Think of jazz, rhythm & blues, rock, reggae and hip-hop.

Or, Louis Armstrong, Ray Charles, Chuck Berry, Bob Marley and Tupac Shakur.

All have one thing in common: the blues, a style of music created in the Mississippi Delta after the Civil War that has been the foundation of every form of popular music since the early 20th century.

It’s been defined as a combination of African roots music, field hollers, ballads, church music and rhythmic dance tunes called jump-ups. But it’s also been marginalized to the point where many young people today don’t know what it is.

So the International House of Blues Foundation set out to change that with a series of programs called the Blues SchoolHouse, featuring the seven-piece Blues SchoolHouse band made up of local musicians Junior Brantley on keyboards; Brian O’Shea on trombone and vocals; Marque Munday and Teddy Davis Jr., vocalists and narrators; Al Ek on guitar; Lee Sanpai on drums; and Darryl Williams, music director.

Today, with two performances at the West Las Vegas Library theater, local schoolchildren and adults can discover the music, the history and the impact that the blues have had on not only music, but the larger culture, says International House of Blues Foundation program director Kim Russell.

Part of the Las Vegas-Clark County Library District’s Reading Las Vegas program, the Blues SchoolHouse program "Through Our Eyes: The Great Migration" is an education-through-music concert that annually reaches more than 7,000 local schoolchildren at the House of Blues venue.
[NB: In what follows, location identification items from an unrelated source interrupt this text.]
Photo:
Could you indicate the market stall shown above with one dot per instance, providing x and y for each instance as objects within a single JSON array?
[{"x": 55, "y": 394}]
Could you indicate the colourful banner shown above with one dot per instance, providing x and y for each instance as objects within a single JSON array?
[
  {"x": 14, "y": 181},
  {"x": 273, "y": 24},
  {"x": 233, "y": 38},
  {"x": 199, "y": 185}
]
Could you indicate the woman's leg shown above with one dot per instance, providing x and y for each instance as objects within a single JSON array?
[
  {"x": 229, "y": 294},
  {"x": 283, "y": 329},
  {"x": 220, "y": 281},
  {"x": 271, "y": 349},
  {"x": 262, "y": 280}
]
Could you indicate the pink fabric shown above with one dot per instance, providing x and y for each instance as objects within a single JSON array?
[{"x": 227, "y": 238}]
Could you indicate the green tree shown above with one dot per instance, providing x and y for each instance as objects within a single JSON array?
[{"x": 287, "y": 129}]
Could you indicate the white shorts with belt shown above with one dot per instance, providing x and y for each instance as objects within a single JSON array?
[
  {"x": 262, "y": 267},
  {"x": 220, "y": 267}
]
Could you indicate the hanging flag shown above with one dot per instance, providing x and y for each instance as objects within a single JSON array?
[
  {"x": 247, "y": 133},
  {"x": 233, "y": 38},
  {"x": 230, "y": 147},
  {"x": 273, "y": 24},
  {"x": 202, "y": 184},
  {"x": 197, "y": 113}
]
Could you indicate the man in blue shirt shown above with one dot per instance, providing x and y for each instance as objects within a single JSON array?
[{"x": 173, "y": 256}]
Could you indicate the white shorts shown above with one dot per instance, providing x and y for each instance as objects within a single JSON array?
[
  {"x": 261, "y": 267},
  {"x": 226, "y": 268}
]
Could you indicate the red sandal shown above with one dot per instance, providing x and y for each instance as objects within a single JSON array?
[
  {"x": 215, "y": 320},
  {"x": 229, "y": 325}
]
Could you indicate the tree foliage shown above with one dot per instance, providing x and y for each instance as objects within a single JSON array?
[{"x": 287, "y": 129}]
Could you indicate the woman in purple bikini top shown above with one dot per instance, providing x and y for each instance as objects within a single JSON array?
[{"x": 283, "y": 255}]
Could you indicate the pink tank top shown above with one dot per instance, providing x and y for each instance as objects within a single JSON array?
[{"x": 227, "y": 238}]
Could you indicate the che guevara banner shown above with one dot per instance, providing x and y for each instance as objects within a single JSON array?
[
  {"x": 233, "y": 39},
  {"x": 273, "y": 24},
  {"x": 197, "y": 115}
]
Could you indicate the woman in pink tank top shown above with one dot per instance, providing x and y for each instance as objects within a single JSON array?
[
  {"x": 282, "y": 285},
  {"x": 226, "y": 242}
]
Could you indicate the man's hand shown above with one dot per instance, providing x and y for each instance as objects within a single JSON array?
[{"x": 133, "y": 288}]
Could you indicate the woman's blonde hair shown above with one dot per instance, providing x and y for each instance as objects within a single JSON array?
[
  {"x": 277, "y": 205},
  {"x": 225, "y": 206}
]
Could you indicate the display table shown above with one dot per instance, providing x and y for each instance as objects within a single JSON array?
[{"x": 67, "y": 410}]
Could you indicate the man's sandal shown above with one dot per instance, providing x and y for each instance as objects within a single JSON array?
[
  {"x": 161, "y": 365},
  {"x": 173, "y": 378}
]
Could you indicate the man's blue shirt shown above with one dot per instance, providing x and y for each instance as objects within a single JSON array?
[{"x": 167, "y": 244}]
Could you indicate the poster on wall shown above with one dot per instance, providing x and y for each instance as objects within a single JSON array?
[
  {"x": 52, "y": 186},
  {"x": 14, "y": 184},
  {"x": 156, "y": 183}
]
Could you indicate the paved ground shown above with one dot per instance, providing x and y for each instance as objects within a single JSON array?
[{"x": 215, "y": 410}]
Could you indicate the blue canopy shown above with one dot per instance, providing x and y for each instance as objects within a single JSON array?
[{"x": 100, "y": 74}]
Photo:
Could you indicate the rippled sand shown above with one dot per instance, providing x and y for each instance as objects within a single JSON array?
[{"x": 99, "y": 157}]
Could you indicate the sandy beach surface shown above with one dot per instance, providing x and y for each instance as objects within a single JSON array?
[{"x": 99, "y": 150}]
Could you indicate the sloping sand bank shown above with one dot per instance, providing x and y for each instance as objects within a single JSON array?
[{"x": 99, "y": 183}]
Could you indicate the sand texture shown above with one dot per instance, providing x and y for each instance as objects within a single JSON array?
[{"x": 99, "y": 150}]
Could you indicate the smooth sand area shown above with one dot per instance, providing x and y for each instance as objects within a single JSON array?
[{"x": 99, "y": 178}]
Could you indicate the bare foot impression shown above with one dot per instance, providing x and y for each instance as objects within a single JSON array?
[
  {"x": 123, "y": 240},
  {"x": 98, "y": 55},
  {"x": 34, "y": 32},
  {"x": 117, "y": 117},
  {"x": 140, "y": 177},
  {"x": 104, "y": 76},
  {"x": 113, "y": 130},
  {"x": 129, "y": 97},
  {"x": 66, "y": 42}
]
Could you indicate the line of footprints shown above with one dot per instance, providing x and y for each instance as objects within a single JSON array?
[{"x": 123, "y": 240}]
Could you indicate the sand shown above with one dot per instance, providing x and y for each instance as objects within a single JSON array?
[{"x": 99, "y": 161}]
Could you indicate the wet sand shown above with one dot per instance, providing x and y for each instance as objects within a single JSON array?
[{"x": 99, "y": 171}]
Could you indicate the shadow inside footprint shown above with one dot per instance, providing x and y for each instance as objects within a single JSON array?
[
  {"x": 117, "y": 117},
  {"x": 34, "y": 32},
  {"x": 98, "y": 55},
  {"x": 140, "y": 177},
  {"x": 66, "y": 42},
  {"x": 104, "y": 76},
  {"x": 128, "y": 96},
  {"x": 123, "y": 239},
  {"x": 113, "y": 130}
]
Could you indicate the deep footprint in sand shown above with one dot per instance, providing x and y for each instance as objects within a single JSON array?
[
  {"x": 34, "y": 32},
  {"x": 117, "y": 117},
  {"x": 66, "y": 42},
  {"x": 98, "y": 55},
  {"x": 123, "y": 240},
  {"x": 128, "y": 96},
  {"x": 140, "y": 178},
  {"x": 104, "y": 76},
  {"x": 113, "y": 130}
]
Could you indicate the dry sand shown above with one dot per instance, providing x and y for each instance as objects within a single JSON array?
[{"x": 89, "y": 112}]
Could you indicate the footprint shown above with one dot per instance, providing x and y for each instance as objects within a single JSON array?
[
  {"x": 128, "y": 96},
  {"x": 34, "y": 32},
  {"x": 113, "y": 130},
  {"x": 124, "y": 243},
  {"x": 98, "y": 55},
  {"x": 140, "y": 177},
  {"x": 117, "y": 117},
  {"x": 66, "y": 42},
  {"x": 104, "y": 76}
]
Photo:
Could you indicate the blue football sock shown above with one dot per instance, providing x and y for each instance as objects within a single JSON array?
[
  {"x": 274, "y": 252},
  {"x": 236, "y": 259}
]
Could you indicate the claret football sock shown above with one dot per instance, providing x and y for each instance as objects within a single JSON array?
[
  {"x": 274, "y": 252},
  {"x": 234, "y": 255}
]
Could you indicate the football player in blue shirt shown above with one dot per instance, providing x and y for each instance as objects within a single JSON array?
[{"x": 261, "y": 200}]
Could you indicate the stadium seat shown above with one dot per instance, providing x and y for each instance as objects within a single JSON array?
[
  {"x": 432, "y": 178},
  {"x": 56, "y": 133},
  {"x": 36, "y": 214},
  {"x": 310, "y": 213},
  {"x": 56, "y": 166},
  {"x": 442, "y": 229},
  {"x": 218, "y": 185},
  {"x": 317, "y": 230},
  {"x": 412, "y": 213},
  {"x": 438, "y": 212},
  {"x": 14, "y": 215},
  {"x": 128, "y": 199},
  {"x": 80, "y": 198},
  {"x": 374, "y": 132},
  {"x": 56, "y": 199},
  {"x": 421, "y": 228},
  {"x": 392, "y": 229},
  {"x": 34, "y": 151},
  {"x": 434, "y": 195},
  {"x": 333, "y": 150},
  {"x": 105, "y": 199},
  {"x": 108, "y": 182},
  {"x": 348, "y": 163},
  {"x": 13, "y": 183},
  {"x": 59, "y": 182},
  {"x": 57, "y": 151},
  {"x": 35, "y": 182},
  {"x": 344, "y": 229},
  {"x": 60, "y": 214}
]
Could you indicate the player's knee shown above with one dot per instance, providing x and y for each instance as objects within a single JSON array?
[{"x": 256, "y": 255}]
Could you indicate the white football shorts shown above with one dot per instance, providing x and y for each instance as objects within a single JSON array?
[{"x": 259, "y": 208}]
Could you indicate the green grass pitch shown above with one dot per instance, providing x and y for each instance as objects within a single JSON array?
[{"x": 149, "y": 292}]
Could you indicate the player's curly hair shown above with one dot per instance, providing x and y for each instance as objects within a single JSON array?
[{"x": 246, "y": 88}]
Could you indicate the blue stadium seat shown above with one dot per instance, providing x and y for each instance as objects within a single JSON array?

The show, which also ventures out into the community, includes literature, music, theater and visual arts as they relate to the blues.

"Kids today need to see the relation in musical history of the music and the integration of writing, art and the history of jazz," says Jani Jeppe of the West Las Vegas Library.

The 1 p.m. show is for schoolchildren — about 250 are expected to attend — and the 6:30 p.m. show is for adults and children.